Vartox spat, throwing the ring aside and gripping his axe with both hands and raising it high, snarling before, with a mighty exhale, he swung the blade down wild to behead the girl before him...
...
...Vartox blinked, looking down and failing to grasp hold of comprehension, the Mountain holding its breadth as the Universe stood at the edge of apotheosis. His shoulders heaved, every ounce of his considerable power driving his weapon downwards, and yet it would not fall... Kara Zor-El of Krypton grasping the blade of the weapon with her bare hand.
She looked up, blue eyes staring through her overgrown fringe, the intensity of her glare almost forcing the man who dwarfed her to recoil.
“No,” she muttered, barely above a whisper, adjusting her grip on the weapon that was supposed to kill her until she held its wicked edge at bay with but the tip of her extended finger.
Her Mothers Bracelet, torn free from the many trinkets that adorned her tormentor’s person, the one trophy she had been desperate to reclaim above all others sat clasped about her wrist, secured before her fall.
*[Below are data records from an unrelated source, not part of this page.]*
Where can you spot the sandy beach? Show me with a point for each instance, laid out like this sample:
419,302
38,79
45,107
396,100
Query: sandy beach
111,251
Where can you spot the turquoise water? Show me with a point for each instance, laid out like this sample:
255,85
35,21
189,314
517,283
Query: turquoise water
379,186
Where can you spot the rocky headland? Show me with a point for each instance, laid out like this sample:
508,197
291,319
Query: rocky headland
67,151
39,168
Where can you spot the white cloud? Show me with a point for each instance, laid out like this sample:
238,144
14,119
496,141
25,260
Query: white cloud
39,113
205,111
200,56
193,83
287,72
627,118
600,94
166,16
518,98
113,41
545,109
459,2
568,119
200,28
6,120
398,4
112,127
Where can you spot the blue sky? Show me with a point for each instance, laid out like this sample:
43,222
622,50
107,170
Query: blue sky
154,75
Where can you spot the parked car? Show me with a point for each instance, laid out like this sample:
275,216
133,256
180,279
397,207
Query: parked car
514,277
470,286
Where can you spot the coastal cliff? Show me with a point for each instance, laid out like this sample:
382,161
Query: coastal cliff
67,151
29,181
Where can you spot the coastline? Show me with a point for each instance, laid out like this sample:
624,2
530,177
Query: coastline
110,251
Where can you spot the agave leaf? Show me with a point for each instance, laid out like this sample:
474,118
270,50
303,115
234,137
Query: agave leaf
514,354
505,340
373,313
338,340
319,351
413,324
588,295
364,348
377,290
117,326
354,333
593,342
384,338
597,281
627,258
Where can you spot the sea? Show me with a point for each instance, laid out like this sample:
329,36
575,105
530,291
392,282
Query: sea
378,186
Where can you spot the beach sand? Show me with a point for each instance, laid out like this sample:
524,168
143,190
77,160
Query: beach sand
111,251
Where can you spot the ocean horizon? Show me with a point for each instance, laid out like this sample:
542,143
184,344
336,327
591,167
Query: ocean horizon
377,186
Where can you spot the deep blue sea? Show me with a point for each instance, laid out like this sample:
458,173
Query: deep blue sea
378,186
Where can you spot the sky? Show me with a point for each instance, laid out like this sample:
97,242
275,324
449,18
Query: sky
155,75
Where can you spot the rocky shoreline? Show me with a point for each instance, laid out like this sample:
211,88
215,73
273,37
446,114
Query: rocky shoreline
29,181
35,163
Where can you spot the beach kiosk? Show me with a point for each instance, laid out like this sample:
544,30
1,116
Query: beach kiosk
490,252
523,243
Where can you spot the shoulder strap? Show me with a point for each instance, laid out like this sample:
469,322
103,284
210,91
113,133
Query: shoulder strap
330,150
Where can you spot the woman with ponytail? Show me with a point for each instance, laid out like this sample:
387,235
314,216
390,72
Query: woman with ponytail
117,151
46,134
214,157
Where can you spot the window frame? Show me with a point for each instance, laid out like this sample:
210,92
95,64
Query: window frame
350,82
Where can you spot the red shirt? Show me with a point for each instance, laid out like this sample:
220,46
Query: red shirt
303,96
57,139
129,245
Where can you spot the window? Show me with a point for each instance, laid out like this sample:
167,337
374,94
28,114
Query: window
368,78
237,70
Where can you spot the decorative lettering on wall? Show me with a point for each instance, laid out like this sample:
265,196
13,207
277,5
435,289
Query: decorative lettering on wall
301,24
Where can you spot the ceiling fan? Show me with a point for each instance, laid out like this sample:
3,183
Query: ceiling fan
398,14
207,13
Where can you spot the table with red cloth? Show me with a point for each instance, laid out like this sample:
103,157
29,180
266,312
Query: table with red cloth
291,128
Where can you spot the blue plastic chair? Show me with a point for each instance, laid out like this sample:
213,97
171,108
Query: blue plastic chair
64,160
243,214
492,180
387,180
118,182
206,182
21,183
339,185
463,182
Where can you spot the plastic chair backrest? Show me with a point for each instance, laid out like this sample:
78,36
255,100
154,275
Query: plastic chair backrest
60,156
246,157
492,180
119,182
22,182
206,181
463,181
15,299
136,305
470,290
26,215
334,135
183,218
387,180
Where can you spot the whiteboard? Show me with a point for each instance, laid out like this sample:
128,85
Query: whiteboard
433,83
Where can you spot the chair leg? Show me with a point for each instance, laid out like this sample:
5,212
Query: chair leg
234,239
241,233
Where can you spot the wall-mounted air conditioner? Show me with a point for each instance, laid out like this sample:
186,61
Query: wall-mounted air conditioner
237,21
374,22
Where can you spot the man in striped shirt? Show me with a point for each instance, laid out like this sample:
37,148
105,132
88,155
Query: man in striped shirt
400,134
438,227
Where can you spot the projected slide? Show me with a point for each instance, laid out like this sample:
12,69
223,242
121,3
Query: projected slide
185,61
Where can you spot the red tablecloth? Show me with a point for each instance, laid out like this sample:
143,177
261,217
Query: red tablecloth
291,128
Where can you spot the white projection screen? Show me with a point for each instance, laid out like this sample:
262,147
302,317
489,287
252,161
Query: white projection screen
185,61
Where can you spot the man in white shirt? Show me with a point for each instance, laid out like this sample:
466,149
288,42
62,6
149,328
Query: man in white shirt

Allura Zor-El’s badge of office, her shield to defend the people of Krypton, the yellow stone as its centre blazing brightly...
...yellow sun radiation infusing every atom of Kara Zor-El with unfathomable might.
“I didn’t.”
She glared at Vartox, blood boiling with her fury, eyes burning as they turned as crimson as the sun, screaming as she unleashed a blast of heat vision that erupted like a volcano. The ‘Lord’ of the Mountain was engulfed and, as he was ripped from his feet and sent hurtling through the air, he was gripped by a sense of fear he had previously thought unimaginable, hurling through the air before smashing into the walls of his kingdom, even the granite giving way to the fury of Krypton.
Long before he came to land, Vartox found himself outside the Mountain, sailing through the sky before gravity took hold, soon crashing into the ground like a meteor. He lay broken, cast aside in so many pieces it was almost impossible to believe it had all been done so effortlessly, his already scorched skin peeling beneath the beat of this world’s unforgiving sun. He swallowed, bones broken, utterly unable to rise and soon to be at the mercy of his people.
He grimaced, knowing that it would not be swift.
It was Kara who came for him first, Vartox blinking as he saw her silhouetted against the sun, falling from the sky like a thunderbolt and crashing into the ground beside him. The granite cracked, the surface of the world splintering beneath her arrival like a spider-web, bowing to her power.
The Girl who fell from Heaven.
An Angel of Death.
“I should kill you,” she spoke, only for him, the two of them alone in the middle of the desert, the place from which she had fallen from the sky so many months before, the last survivor of a dead species. Her fingers clenched as she advanced, stamping a foot against his chest and driving him further into the dirt, the previously indomitable Vartox squealing out a cry of pain.
“I could kill you,” she exhaled between clenched teeth, every muscle in her slim shoulders snapping taunt, the bracelet she wore blazing brightly. “No-one could stop me, not a single soul on this whole world.”
She shivered, Kara Zor-El quivering from head to toe, her hate...
“I WANT to kill you,” she seethed, her eyes burning with fire.
Hate.
Her hate could drown the stars in blood.
...
She cracked, sanity leaking in, resisting with every fibre of her being the overwhelming need to wail, to release every single iota of her endless grief in just one, single shout, her face a map of misery.
“But I don’t have to kill you,” she stepped away from Vartox, leaving him battered and broken as her eyes slipped from crimson back to blue. She had stood before precipice and had not fallen, however much she had wanted to.
“Be thankful for it.”
She turned away, shuddering as she came back to her senses, Vartox banished from the Mountain, and Kara Zor-El finally emerging from the fires of her forging.
Her Mother was dead.
Long live the Patriarch of the House of El.